С люстры свисают сталагмиты. Или сталактиты, Максим всегда забывал. Окна едва прикрыты фанерой. Хозяин в тулупе, в папахе.

— Что стряслось-то?

— А… Трубы прорвало сверху, потоп. Тут же налет, стекла вон. Плюс мороз. Прихожу домой, а тут ледяной дом Анны Иоановны! Красота! Может, коньяку предложить? У меня армянский!

— Можно. Но что вы такой веселый-то?

— Да как же, Максим Александрович! Дело-то — в гору! Уже и помещение у лаборатории, и людей укомплектовал… Знаете, кое-кого из коллег просто из смерти же вытащу! И главное — дело, дело! Производство начинаем — ну прямо послезавтра! Край — после-после!

— Хорошо, рад. Но квартира…

— А! Завтра переезжаю. Тов. Арбузов вопрос решил. Весело даже. Фигурное катание. Смотрите, какие я тапки смастерил — терки кухонные привязал к подошве! Крепко держат!

Повезло, однако. Скользко… как в танке. Головой об камин. Трагический случай. И травить не надо.

— У меня и лимончик есть… Все от тов. Арбузова! Вам благодаря!

Так и вышло, с одного приема, ровно об угол. Кровь хорошо, контрастно так краснелась на льду.

Профессор Еременко был лучшим уловом из списка изобретений, а теперь, для новой идеи, максимально опасным. Он придумал жидкую бомбу, химическую: можно точно на радиус взрыва закладку рассчитать. Предприятия нет, а для людей вовне — опасность малейшая.

Тянуло, честно сказать, на орден Ленина изобретение. И предыдущему максимову плану соответствовало в мишень: города нет, люди есть. Теперь Максима интересовала формула наоборот: людей не надо, надо Петербург. Пришел вот остановить машину, собою же и запущенную. Остановил.

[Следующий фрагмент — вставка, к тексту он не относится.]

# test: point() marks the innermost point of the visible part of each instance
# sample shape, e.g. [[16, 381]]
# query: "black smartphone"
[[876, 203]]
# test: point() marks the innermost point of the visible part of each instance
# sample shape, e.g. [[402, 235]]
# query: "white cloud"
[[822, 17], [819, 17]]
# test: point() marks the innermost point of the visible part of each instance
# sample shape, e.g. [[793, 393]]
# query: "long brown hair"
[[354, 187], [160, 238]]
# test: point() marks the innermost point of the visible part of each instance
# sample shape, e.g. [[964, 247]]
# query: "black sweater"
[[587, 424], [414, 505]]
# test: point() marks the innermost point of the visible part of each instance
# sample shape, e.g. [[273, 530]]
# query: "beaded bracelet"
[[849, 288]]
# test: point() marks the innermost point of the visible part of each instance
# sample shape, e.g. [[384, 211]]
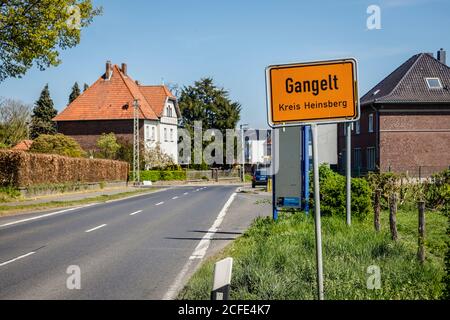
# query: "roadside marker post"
[[310, 94], [222, 279], [348, 172]]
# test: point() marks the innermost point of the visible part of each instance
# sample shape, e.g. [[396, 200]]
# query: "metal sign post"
[[348, 172], [305, 94], [317, 212]]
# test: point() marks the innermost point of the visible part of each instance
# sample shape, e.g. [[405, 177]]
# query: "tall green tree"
[[108, 145], [14, 120], [211, 105], [43, 113], [34, 32], [75, 92]]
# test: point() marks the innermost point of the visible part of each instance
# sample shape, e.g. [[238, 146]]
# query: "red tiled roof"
[[23, 145], [156, 96], [113, 99]]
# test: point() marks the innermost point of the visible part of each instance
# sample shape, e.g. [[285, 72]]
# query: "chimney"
[[441, 56], [108, 70]]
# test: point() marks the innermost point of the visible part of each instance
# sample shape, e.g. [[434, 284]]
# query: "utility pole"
[[136, 173]]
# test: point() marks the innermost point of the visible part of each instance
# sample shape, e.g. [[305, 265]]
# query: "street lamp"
[[243, 127]]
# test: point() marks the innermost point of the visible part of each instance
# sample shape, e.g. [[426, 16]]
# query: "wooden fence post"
[[377, 209], [393, 216], [421, 251]]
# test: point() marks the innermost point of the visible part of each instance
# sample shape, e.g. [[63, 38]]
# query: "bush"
[[57, 144], [166, 175], [333, 194], [25, 169], [437, 191]]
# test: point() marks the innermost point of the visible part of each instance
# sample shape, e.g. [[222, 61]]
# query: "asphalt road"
[[128, 249]]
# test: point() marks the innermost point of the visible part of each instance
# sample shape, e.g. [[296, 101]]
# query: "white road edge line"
[[44, 215], [15, 259], [96, 228], [199, 251]]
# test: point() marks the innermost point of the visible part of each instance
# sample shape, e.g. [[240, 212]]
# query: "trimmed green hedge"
[[156, 175]]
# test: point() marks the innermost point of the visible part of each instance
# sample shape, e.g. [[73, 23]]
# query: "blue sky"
[[233, 41]]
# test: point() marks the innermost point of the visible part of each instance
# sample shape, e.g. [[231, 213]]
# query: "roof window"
[[434, 83]]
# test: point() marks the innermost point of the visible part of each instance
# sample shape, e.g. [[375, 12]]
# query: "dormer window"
[[434, 83]]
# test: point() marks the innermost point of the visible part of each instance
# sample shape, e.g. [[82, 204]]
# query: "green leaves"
[[43, 113], [14, 118], [32, 32], [75, 93], [207, 103]]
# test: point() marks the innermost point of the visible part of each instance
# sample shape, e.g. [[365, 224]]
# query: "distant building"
[[405, 121], [258, 146], [23, 145], [107, 106]]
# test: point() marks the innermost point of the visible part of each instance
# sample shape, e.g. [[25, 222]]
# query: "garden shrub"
[[333, 194], [57, 144]]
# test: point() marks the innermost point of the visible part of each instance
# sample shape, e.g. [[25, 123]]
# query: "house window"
[[434, 83], [371, 158], [371, 122], [357, 158]]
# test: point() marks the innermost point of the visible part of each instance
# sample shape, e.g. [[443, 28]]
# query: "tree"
[[108, 145], [57, 144], [209, 104], [43, 113], [75, 92], [33, 32], [14, 119], [155, 158]]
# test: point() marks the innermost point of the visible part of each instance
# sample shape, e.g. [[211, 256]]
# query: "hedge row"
[[166, 175], [24, 169]]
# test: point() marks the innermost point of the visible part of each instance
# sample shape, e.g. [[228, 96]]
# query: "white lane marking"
[[199, 251], [202, 247], [44, 215], [96, 228], [15, 259]]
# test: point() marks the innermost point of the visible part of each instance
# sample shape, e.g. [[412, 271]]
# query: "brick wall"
[[408, 141], [363, 140], [86, 133]]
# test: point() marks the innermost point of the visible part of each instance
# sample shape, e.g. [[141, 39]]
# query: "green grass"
[[277, 260], [8, 210]]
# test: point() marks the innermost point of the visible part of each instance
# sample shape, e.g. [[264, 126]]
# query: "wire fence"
[[409, 171]]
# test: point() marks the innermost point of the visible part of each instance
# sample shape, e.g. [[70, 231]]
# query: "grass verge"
[[6, 210], [277, 260]]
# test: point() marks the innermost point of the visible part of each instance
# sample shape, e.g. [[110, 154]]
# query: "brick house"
[[405, 121], [107, 106]]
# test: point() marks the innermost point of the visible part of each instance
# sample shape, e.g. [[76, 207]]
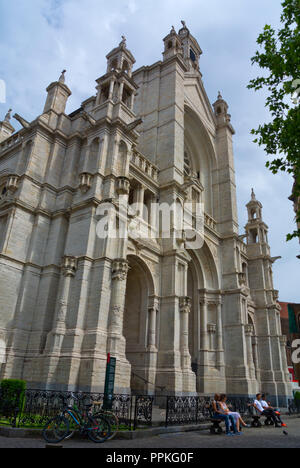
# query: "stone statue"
[[8, 116], [62, 77]]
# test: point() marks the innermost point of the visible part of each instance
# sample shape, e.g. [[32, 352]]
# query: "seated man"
[[266, 406], [265, 411], [228, 419]]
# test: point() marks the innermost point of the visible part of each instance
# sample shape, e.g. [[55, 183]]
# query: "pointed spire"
[[8, 116], [62, 77], [184, 24], [123, 43]]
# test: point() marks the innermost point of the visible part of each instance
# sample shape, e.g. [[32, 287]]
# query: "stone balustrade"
[[138, 160], [10, 142]]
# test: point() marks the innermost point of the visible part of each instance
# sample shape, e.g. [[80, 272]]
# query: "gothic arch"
[[206, 268], [140, 296], [135, 261], [122, 158], [201, 154]]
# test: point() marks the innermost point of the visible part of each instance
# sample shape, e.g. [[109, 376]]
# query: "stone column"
[[153, 216], [185, 309], [220, 345], [255, 358], [69, 268], [283, 344], [111, 89], [140, 199], [121, 90], [152, 328], [248, 334], [120, 269], [204, 332]]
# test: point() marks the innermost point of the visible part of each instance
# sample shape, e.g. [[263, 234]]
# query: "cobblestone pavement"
[[265, 437]]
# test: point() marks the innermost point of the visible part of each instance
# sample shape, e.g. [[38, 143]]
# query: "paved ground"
[[252, 438]]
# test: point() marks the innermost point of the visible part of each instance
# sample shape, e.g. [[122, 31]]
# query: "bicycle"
[[71, 419]]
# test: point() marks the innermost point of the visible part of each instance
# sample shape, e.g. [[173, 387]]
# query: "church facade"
[[179, 320]]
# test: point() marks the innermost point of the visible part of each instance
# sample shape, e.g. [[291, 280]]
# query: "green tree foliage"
[[279, 57]]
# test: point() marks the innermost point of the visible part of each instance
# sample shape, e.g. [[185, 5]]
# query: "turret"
[[221, 112], [58, 94], [256, 229], [117, 85], [191, 49], [173, 45], [6, 129]]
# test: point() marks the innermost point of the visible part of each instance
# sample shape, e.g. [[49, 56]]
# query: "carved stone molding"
[[249, 329], [275, 295], [85, 182], [283, 340], [185, 304], [123, 186], [12, 183], [242, 279], [69, 266], [212, 328], [120, 269]]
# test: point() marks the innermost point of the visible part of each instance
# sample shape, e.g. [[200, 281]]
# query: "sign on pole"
[[109, 382]]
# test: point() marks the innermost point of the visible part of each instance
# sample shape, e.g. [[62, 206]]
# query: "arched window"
[[187, 165], [114, 64], [125, 67]]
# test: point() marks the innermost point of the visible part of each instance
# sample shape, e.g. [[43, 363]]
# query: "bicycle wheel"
[[113, 420], [56, 430], [99, 429], [73, 427]]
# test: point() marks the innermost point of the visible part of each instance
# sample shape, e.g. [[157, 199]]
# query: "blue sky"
[[38, 38]]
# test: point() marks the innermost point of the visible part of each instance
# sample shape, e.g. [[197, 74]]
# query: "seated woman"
[[219, 414], [237, 417]]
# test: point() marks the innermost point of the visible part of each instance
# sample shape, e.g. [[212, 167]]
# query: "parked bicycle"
[[71, 420]]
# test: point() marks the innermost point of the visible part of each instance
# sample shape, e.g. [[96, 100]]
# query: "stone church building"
[[179, 321]]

В коридоре заклацало. Чорт! Профессор, вроде, запирал. Убивай теперь еще и свидетелей. Хоть и чистая версия с камином, но его самого тут — никто не должен был видеть.

И в квартире их не грохнешь — во двор выманивать…

— Открыто! Есть ли кто? Ой, что это? Держись. Ой! Здравствуйте!

В комнату смешно вкатили, держась-хватаясь за обоих из себя, двое. Небольшой пацан в ушанке с ополовиненным ухом и она. Девушка с моста.

Глаза не такие изумрудные, а по-блокадному выцветшие, выплаканные. И родинки еле видны, как же он в синей темноте все это разглядел, родинки и глаза!

Он ее просто увидел внутренним взором сквозь время, какой она до войны была, и какой после будет!

Она его тоже узнала:

— Ой, это вы! Как хорошо! А мне так стыдно! Я так убежала… Я перепугалась очень, извините…

Да, светилась она изнутри радостным, праздничным светом.

— Я так вам благодарна! Ким, он меня спас, я не говорила…

Протянула руки и тут же заскользила к Максиму, и угодила ему прямо в охапку. Вскрикнула от смущения: я не хотела! Уютная, размером — как для его охапки задуманная. Максим усадил девушку в кресло.